It’s quite easy to yield to God’s will when things are known, consistent and predictable. But there comes a time in each of our lives when we don’t get to know – even when we are completely submitted. In this – I believe we are fostering something bigger than we are capable of understanding. Perhaps they are the “beyond our wildest” kind. Whatever the case, I am coming to realize that despite the Proverbs command to seek and acquire knowledge – in some instances this proves to be completely futile.
This is perhaps one of the greatest struggles I have encountered in my adult life – the need to know. I’m sure most people would agree that it’s great to know what you are walking into – what lies ahead so to speak. But for me – I think mine transcends the ‘normal’ desire. I’ll blame that on (and I’ll use the word “blame” loosely) the sheer lack of control I’ve had over many circumstances in my life. It’s not rocket science. Basic psychology will tell you that when people experience trauma or other things damaging to their emotions or psyche – some kind of compensation takes place. This usually manifests by way of control. When a person is made to feel so completely out of control – you can rest assured they will probably try to prevent that from happening – EVER.
My road to letting go has been a long, messy and extremely painful one. But I’m not complaining. I have come to love the life and beauty that has been birthed out of certain death. All that credit goes to The Father – He’s the only one I know that can make all things new and trade beauty for ashes. Amazing. But I am constantly presented with new opportunities to come up just a little higher. This always seems to happen right in those moments when I’ve told myself, “yea, you’ve got this, it’s smooth sailing from here”. Yea right.
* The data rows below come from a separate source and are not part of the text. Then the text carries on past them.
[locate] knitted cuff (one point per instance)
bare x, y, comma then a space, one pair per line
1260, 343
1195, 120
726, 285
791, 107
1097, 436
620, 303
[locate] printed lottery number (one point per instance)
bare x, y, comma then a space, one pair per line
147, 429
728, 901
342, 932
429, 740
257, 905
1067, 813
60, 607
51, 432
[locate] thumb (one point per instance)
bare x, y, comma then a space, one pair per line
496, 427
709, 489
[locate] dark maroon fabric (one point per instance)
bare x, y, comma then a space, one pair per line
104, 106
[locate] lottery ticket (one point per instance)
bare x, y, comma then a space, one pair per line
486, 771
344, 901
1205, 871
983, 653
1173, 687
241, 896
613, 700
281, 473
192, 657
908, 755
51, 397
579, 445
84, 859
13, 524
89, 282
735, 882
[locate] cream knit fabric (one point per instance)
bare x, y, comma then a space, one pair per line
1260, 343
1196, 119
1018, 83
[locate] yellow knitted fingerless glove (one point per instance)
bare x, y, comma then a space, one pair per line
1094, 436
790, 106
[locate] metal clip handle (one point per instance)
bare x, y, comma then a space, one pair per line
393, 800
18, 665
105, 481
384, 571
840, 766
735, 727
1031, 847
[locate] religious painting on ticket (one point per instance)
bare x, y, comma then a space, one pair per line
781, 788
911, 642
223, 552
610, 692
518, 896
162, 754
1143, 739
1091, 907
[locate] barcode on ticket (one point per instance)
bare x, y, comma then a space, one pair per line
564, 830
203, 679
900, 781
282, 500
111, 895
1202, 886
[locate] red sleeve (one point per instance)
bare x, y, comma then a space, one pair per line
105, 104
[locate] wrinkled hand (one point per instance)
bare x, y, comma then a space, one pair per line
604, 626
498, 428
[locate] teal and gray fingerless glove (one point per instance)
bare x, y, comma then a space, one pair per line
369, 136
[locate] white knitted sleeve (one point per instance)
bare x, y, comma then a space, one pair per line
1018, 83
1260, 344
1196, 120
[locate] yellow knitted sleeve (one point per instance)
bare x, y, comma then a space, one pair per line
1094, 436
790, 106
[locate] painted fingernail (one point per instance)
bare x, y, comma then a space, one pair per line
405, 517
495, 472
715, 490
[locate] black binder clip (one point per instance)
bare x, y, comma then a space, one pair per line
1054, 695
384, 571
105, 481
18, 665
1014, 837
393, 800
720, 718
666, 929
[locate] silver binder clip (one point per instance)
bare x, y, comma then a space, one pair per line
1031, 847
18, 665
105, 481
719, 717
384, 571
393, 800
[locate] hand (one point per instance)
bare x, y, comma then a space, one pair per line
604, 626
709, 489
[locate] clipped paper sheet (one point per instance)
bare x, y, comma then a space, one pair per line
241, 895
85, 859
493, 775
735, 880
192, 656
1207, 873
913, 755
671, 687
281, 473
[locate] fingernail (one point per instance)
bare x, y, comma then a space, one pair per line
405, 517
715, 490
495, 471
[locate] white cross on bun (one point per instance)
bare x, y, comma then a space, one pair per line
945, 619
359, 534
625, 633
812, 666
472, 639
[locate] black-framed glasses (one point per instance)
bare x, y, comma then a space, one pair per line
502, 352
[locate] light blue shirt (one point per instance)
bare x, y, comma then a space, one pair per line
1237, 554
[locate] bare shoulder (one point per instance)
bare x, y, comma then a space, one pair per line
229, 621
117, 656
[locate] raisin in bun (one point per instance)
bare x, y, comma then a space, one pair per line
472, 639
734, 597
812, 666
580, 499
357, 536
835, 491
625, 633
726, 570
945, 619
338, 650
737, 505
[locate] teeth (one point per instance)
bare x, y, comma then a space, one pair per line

I can hear the words of my mother reverberating in my mind right now,
You think you’re standing? Watch out.
Trust Mom for a hard, yet truthful dose of reality. So I find myself once again in state of the fire being cranked up. What makes this experience slightly different though, is that I’ve always known what was being refined. This time I am at a complete loss. But I sense His presence – and the constant words of friends who know little about my battle, letting me know they’ve been praying for reasons they do not understand, assures me this pain is purposed.
I believe it is the not knowing which is the very essence of Christian Faith. After all – faith is the substance of things hoped for – the evidence of things not seen. I see…nothing. I feel everything. I am completely yielded to the process. I am in pain but nonetheless forgotten by Him. He’s doing something and I don’t get to know this time. So in faith I’ll say, “I am okay with it”.
Rapid fire – rapid refining. Looking towards the gold.